The Federal Reserve has designated ACI Worldwide as a FedNow Instant Payment Pioneer. Its real-time payments platform uses AI and machine learning-based fraud scoring services. These services include patented proprietary incremental learning technology delivered as a service in the cloud through an API. Its scoring engine is used for real-time payments on both send and receive, providing a dual layer of protection.
ACI currently processes over 500 million instant payments monthly across cloud and on-premises platforms. The company says its international experience enables it to embed a specialised solution for real-time payments customers, allowing them to scale as transaction volumes increase quickly.
Crédit Agricole and Worldline target merchant services in France
Worldline and Crédit Agricole have signed a non-binding exclusive agreement regarding a strategic partnership to create a new entity in the French payment market. France is the second largest economy in mainland Europe, enjoying a robust economic performance sustained by consistent policy frameworks, strong institutions, and an attractive investment environment.
The French payment industry shows solid dynamics with a sizeable and growing addressable market and a high readiness and receptiveness towards cashless payment methods. The country has aggregated Merchant Sales Value (MSV) of approximately €700bn.
With cash penetration still high, at around 40% of payment volumes, the French market offers an attractive growth opportunity driven by the secular shift from cash to card and continued demand for innovation. Combined with the French “Cartes Bancaires” domestic scheme and its strong and resilient market share capturing c.80% of card transactions volumes, these market trends make France a particularly attractive country in the broader European context.
The contemplated alliance between Crédit Agricole and Worldline is an opportunity for both companies to expand their merchant services activities in this market significantly.
The contemplated partnership would offer a combination of technological and commercial offerings at scale to adequately respond to any evolving merchant needs, whether local or global. The pair say that this would be fuelled by Worldline’s in-store and online capabilities to serve merchants at scale, and Crédit Agricole’s strong distribution networks, deep French market presence and more than 16,000 banking advisors for enterprises and local knowledge in merchants acquiring.

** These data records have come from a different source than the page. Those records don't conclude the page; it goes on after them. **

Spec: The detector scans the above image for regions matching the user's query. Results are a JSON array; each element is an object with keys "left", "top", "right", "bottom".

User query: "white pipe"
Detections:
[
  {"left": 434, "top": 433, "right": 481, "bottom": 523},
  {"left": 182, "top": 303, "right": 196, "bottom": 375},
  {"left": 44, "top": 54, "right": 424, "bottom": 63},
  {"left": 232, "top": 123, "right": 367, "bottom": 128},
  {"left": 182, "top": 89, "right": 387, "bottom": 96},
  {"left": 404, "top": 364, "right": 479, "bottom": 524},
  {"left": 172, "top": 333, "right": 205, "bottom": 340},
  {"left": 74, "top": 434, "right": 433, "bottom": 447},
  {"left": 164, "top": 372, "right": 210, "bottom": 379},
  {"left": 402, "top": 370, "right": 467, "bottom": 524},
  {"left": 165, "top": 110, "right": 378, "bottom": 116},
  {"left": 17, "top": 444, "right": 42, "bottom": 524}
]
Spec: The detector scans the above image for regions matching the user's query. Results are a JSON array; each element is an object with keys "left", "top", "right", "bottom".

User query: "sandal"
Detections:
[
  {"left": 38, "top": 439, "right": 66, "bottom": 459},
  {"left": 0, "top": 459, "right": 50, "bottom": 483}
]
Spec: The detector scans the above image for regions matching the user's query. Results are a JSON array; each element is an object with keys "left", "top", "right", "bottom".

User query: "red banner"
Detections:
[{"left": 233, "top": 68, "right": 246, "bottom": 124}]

The joint company would be majority owned (50% of total capital plus one share) and fully consolidated by Worldline. It would leverage Worldline’s global European processing platforms and develop all the products dedicated to the French market. The joint company would also be in charge of the commercial development of the alliance, both directly for the most prominent merchants and by providing active support to the bank distribution channels.
The contemplated joint company would offer to the key accounts in France a full-service offering leveraging Worldline’s global acceptance and acquiring platform, including the domestic “Cartes Bancaires” scheme. In parallel, Worldline could offer its international merchants access to the domestic scheme, further expanding its broad range of payment schemes.
The contemplated operation remains subject to both parties’ works council consultation and corporate authorisations and customary regulatory approval, and they expect the timeline to run as follows:
- 2023-2024: Joint investment phase of €80m equally financed by Worldline and Crédit Agricole for the product and offering design, and joint company implementation.
- 2025 onwards: Full implementation of the joint company starting to generate revenues and operating margin before depreciation and amortisation.